Leaders of the Communication Workers Union met with Royal Mail bosses for seven hours at the headquarters of the TUC in London, yesterday.

TUC general secretary Brendan Barber said neither side would be making any comment after the meeting.

Mr Barber said: "The Communication Workers Union and the Royal Mail have been meeting... at the TUC to discuss all the issues involved in the current dispute. We have had useful discussions... and the talks are being adjourned to allow further work to be done overnight on some of the issues involved."

Dave Ward, deputy general secretary of the union, said as he arrived for the talks that ministers could not continue "sitting on the sidelines".

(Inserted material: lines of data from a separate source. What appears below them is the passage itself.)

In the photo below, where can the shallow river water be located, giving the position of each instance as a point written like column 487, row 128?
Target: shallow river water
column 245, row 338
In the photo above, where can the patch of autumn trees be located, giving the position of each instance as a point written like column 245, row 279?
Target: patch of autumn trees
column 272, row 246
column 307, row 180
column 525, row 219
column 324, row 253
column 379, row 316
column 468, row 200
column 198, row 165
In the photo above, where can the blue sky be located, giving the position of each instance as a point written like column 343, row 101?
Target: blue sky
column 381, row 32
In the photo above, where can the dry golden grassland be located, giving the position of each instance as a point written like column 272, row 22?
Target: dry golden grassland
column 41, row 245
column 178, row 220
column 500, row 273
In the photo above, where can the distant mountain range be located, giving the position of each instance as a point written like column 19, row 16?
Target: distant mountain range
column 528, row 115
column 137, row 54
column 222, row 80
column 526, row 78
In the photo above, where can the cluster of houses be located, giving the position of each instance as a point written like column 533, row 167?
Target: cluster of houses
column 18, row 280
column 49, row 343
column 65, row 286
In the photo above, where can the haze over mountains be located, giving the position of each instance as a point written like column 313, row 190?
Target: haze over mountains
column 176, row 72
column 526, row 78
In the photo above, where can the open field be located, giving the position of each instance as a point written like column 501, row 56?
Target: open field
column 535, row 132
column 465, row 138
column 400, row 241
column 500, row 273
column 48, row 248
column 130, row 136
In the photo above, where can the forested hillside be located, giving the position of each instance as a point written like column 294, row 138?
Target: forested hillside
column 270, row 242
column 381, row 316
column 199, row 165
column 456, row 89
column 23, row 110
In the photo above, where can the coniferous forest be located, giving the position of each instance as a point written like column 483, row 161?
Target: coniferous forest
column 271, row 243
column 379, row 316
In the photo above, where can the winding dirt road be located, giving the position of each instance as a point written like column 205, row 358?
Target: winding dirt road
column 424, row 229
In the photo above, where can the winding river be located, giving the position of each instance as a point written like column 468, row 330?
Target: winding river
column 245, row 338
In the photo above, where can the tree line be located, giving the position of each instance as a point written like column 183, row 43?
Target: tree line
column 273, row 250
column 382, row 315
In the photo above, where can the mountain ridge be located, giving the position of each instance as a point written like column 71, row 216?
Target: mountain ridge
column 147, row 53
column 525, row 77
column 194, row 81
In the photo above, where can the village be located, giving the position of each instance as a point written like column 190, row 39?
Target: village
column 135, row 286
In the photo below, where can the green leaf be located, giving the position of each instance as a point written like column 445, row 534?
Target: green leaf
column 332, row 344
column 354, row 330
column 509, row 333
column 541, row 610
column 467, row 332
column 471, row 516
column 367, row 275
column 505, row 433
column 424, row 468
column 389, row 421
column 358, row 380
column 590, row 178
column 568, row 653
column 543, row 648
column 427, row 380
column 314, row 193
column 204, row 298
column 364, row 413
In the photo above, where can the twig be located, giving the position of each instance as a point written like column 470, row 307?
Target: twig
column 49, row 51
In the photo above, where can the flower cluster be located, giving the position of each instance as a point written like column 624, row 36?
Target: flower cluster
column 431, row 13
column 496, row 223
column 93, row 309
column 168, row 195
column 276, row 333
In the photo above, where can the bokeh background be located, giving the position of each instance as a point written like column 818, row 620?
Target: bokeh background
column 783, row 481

Mr Ward said the dispute was "fundamentally" about jobs and workers' terms and conditions. "The change that postal workers are facing is on a scale that's greater than any other UK industry at the present time and I think what we are going to do... is end that confusion about what this dispute is about," he said.

He said the issue of the Royal Mail's pension deficit - which totals about £10 billion - needed to be resolved urgently. "There's no prospect of us building a successful future for the Royal Mail and for the workforce unless the government actually deal with that issue," he said. "That's why we keep saying the government can't keep sitting on the sidelines."

Royal Mail said the volume of delayed mail caused by last week's strikes by the CWU is expected to have fallen to five million items by the end, yesterday. The company said 30 million items had been delayed by two 24-hour walkouts on Thursday and Friday, but employees returned to work on Saturday and started tackling the backlog.

Up to 120,000 CWU members are set to stage three further 24-hour strikes from Thursday unless the deadlocked row is resolved at the TUC talks.